İsveçli Araştırmacılardan Yakıt Hücrelerinde Devrim: Daha Verimli ve Uzun Ömürlü Çözümler Yolda

İsveç’teki Chalmers Teknoloji Üniversitesi’ndeki araştırmacılar, hidrojenle çalışan ağır hizmet araçları için daha verimli ve uzun ömürlü yakıt hücreleri geliştirme yolunda önemli bir adım attı. Araştırmacılar, yakıt hücrelerinin zamanla nasıl bozulduğunu anlamak amacıyla yenilikçi bir yöntem geliştirdi. Bu yöntem, yakıt hücrelerinin performansının iyileştirilmesi ve ticari olarak başarılı hale gelmesi için kritik bir aşama olarak değerlendiriliyor.

Hidrojen, ağır hizmet araçları için giderek daha cazip bir yakıt alternatifi haline geliyor.
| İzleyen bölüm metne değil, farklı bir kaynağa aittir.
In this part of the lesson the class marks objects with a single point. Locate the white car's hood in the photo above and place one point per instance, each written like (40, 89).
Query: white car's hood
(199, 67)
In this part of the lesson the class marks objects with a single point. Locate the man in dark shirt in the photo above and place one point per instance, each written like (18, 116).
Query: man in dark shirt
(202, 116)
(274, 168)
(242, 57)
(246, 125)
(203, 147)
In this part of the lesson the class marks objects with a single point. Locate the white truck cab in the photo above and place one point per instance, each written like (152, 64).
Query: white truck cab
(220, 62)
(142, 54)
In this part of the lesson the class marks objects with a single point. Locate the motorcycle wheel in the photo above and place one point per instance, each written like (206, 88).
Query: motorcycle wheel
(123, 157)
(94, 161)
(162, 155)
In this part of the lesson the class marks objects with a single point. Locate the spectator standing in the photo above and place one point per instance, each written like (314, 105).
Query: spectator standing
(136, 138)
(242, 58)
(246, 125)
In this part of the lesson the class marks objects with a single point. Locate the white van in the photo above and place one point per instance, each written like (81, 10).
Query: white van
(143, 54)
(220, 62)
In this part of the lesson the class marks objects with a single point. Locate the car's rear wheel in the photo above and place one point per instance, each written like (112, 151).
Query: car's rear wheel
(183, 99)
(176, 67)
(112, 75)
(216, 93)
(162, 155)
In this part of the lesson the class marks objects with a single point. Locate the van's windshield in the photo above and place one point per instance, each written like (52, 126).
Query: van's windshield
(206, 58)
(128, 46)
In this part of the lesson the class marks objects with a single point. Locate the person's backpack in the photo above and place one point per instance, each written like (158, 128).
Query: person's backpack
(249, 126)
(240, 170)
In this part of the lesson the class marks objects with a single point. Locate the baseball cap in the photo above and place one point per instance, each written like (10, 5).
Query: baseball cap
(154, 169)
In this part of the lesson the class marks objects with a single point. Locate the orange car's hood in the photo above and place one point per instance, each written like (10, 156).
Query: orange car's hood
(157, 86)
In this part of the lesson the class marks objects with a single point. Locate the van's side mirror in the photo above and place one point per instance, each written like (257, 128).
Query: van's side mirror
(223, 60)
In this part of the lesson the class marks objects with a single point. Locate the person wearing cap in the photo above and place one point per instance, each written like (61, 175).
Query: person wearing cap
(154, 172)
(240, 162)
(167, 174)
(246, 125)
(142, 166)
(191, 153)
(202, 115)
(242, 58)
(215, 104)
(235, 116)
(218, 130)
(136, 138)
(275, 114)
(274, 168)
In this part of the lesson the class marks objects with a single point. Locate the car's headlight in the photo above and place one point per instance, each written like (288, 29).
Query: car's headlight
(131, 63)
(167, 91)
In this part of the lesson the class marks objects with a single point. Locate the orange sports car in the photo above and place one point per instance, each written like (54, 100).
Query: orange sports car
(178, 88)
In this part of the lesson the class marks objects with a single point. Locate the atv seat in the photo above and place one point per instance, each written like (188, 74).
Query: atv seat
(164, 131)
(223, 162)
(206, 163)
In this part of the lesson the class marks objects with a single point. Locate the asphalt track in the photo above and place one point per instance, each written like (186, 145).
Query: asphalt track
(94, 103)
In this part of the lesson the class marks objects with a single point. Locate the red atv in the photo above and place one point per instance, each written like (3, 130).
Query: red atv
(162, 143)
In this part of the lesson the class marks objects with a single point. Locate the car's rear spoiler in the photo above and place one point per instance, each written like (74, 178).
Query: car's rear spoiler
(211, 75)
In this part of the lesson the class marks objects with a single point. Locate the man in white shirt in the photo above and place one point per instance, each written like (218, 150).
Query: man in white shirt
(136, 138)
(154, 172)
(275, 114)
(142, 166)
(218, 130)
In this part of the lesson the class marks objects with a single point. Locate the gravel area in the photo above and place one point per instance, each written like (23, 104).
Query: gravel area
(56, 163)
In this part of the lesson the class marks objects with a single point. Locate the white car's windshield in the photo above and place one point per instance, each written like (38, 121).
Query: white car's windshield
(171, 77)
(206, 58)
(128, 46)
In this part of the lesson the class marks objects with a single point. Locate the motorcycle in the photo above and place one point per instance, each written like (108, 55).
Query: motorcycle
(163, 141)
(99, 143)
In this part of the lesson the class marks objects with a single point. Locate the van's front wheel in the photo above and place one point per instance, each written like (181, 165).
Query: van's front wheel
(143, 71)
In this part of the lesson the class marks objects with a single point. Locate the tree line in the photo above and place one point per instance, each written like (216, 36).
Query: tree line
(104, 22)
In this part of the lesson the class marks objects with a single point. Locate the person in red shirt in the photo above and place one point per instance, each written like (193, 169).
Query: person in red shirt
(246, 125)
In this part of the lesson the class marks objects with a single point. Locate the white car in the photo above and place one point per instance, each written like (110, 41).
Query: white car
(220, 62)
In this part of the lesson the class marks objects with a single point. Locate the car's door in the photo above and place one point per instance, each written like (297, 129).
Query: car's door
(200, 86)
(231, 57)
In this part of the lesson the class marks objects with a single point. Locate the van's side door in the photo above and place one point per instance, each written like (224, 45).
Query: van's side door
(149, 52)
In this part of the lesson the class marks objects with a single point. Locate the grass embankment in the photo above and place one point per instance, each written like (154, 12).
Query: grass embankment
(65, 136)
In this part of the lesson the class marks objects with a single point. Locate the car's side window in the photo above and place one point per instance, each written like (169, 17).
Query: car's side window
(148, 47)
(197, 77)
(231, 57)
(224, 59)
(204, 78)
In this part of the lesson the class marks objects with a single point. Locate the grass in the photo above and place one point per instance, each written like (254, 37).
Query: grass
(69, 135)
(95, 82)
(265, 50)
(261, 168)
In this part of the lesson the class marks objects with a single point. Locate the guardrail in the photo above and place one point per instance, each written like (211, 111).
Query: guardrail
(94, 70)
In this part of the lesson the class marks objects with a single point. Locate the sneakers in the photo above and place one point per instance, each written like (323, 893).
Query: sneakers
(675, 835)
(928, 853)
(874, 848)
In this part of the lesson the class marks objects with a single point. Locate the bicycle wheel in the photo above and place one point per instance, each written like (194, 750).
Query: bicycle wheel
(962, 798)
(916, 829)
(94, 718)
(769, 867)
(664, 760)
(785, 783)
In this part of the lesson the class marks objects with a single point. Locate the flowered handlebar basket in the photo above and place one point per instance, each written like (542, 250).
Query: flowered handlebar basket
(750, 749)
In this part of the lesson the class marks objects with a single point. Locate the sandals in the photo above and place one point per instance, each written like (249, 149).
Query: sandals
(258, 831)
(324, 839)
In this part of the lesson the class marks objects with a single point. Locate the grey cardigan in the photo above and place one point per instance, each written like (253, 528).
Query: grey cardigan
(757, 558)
Hidrojenle çalışan araçlar, egzoz olarak sadece su buharı salıyor ve eğer hidrojen yenilenebilir enerji kullanılarak üretilirse, tamamen karbondioksit emisyonlarından arındırılmış oluyor. Bataryayla çalışan elektrikli araçların aksine, hidrojenle çalışan araçlar elektrik şebekesine yük bindirmek zorunda değil; çünkü hidrojen, elektrik ucuz olduğunda üretilebilir ve depolanabilir. Bu araçların itici gücü ise “yakıt hücresi” adı verilen bir cihazdan geliyor. Ancak, yakıt hücreleri, bileşenlerinin (örneğin elektrotlar ve membranlar) zamanla bozulması nedeniyle nispeten kısa bir ömre sahip. Chalmers Teknoloji Üniversitesi’ndeki son çalışma, bu soruna çözüm bulmayı hedefliyor.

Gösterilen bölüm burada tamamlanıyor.